The Reserve Bank of India (RBI) bought 7.5 tonnes of gold last October, buttressing its foreign exchange reserves to $450 billion.
The RBI holds 625.2 tonnes of gold, forming 6.6 per cent of its forex reserves, said the World Gold Council (WGC) in a report based on data central banks shared with the International Monetary Fund about their holdings last week.
RBI was a modest player in buying gold abroad compared to other major central banks, adding to its reserve in October after a gap of five months. However, it became the sixth largest buyer when it purchased 25.2 tonnes in first 10 months of 2019 to hedge government’s sovereign gold bond issue.
The central banks of China, Russia, Kazakhstan, Turkey, Poland bought more than India in 2019. "In November, central banks reported adding 27.9 tonnes, on a net basis. On a year-to-date basis, this brings cumulative net purchases to 570.2t, 11 per cent higher the same period in 2018 (515.2t)," according to the WGC.

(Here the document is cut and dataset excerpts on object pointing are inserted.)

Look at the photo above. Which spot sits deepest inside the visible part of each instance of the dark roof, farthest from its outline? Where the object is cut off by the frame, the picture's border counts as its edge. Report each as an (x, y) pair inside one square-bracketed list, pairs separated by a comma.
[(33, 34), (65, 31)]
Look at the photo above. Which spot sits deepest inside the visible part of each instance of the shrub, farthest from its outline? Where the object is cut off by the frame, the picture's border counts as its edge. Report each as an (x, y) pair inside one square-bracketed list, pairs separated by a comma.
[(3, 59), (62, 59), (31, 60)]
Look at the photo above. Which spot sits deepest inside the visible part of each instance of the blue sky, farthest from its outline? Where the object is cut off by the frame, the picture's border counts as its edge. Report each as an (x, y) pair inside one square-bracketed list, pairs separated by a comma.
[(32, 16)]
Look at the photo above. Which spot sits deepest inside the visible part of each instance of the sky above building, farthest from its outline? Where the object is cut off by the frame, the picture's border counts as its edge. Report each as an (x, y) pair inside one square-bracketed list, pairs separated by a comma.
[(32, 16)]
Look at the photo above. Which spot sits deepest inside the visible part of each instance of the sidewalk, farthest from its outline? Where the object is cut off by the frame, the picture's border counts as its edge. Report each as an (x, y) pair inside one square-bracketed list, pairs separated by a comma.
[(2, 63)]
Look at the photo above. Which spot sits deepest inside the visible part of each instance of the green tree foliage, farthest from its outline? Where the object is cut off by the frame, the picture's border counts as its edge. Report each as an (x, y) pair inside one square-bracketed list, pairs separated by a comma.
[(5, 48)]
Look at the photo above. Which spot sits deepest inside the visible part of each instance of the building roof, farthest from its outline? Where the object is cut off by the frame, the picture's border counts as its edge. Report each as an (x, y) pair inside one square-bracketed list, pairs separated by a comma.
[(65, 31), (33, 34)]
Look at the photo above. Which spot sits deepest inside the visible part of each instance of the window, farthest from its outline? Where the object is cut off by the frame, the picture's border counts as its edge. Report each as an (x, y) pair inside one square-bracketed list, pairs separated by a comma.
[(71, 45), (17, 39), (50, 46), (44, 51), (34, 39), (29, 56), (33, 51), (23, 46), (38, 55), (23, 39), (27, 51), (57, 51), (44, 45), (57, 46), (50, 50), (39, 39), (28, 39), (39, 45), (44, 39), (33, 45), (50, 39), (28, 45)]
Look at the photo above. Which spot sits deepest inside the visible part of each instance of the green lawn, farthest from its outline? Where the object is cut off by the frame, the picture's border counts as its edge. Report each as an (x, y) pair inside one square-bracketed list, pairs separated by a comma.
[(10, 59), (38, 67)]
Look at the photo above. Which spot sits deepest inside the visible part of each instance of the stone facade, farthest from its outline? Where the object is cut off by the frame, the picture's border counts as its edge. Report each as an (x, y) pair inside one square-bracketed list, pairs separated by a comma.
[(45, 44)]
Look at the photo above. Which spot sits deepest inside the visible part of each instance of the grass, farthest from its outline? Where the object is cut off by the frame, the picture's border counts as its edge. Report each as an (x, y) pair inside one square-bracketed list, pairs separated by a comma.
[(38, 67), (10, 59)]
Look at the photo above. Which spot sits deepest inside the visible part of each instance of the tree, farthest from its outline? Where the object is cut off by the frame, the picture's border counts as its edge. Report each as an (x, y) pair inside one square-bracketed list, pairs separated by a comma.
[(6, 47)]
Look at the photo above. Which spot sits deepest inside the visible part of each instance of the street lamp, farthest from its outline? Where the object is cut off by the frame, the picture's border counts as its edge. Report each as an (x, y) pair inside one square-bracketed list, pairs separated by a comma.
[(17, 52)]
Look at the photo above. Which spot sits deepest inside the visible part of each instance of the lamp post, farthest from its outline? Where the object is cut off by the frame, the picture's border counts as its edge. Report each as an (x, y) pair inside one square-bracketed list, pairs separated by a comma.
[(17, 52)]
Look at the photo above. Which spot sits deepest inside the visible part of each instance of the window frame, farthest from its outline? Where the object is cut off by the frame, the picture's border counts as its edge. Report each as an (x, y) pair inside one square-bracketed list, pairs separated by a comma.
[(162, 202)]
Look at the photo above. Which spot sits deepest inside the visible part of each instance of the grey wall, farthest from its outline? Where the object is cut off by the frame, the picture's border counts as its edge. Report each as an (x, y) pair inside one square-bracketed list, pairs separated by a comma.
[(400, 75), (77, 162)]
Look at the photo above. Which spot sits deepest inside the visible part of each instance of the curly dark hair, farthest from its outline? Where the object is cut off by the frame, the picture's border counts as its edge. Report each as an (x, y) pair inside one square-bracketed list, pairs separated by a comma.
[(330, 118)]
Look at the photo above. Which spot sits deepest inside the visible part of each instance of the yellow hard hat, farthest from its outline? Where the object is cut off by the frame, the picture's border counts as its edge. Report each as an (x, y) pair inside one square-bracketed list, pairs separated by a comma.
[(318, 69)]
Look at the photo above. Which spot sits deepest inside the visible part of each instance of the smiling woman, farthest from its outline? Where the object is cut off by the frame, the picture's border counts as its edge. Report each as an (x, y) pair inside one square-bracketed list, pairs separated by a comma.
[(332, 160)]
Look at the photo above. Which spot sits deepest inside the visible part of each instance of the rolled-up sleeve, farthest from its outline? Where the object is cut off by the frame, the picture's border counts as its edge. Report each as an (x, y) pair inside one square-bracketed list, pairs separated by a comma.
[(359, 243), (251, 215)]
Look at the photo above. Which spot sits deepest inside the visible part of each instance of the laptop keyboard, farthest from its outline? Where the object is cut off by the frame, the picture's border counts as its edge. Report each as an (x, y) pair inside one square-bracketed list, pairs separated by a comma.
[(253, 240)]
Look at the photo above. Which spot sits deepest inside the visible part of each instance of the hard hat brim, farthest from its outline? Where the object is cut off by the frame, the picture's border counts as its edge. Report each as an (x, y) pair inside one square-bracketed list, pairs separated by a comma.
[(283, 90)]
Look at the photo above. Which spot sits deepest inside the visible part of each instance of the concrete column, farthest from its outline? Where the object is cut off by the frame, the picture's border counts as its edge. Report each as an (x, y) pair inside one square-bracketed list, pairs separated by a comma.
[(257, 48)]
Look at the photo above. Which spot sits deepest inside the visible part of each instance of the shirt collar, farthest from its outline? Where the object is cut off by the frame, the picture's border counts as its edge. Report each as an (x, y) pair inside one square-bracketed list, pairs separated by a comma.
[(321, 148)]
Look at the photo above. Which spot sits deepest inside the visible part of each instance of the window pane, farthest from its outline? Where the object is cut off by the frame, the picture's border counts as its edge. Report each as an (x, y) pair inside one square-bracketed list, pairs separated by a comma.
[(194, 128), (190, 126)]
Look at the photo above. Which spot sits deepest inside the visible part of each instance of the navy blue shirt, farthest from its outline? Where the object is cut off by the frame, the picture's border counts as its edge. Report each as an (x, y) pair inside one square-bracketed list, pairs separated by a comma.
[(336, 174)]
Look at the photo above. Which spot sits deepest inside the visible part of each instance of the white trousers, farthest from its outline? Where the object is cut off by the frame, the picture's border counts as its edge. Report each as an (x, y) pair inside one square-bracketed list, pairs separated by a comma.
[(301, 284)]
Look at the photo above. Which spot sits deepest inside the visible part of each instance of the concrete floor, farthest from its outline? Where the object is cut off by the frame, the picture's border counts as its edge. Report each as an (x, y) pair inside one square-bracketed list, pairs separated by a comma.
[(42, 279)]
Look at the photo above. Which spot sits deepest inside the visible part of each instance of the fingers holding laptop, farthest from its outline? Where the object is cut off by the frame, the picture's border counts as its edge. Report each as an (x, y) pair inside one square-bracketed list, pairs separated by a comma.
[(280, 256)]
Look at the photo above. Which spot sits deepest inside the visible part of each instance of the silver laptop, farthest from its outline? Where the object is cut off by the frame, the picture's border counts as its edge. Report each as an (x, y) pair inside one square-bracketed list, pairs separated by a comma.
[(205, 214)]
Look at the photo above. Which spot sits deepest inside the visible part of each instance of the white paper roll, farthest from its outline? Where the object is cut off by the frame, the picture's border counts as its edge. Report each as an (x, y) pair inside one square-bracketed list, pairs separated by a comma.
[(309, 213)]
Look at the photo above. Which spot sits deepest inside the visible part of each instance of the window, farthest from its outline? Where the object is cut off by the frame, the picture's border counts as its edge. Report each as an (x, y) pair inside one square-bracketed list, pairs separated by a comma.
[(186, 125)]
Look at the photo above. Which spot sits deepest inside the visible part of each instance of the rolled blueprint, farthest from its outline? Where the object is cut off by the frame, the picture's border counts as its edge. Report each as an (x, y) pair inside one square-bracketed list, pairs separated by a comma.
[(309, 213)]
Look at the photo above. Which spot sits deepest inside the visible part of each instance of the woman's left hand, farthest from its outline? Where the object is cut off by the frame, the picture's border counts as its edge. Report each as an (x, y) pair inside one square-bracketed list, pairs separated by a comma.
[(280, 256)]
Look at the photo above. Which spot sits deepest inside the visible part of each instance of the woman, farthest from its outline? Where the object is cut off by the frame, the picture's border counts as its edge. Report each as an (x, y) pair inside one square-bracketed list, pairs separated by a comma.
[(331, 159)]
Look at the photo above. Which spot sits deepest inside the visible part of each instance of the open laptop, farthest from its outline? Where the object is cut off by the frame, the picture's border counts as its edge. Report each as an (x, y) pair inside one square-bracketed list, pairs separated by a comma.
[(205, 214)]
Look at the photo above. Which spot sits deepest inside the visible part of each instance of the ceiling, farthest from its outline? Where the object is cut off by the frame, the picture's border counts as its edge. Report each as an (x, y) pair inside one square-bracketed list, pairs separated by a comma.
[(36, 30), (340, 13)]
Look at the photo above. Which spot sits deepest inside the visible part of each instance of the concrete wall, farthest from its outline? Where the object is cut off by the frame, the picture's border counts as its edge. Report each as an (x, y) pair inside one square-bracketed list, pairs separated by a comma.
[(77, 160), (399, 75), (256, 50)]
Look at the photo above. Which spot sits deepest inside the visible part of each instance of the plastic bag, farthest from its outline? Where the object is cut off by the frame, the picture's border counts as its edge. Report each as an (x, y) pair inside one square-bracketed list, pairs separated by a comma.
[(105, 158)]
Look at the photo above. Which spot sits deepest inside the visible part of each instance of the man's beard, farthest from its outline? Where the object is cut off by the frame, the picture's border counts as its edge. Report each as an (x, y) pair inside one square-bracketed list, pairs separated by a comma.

In 2019, Uzbekistan and Venezuela sold 16.6 tonnes and 30.3 tonnes of gold.
Institutional investors in exchange traded funds (ETF) were the second biggest buyers of gold in 2019. Retail demand for jewellery and investments continued to be high, but ETFs overtook them by buying 400 tonnes in 2019.
The WGC report said ETFs will continue to buy gold in 2020. It said that, “Though most global equity indices finished the year at or near all-time highs, gold shone, realising its strongest price increase in ten years. The strength of gold was mainly the by-product of a dovish shift in monetary policy. Our research indicates that a shift from a hawkish or neutral stance to a dovish one has historically led gold to outperform."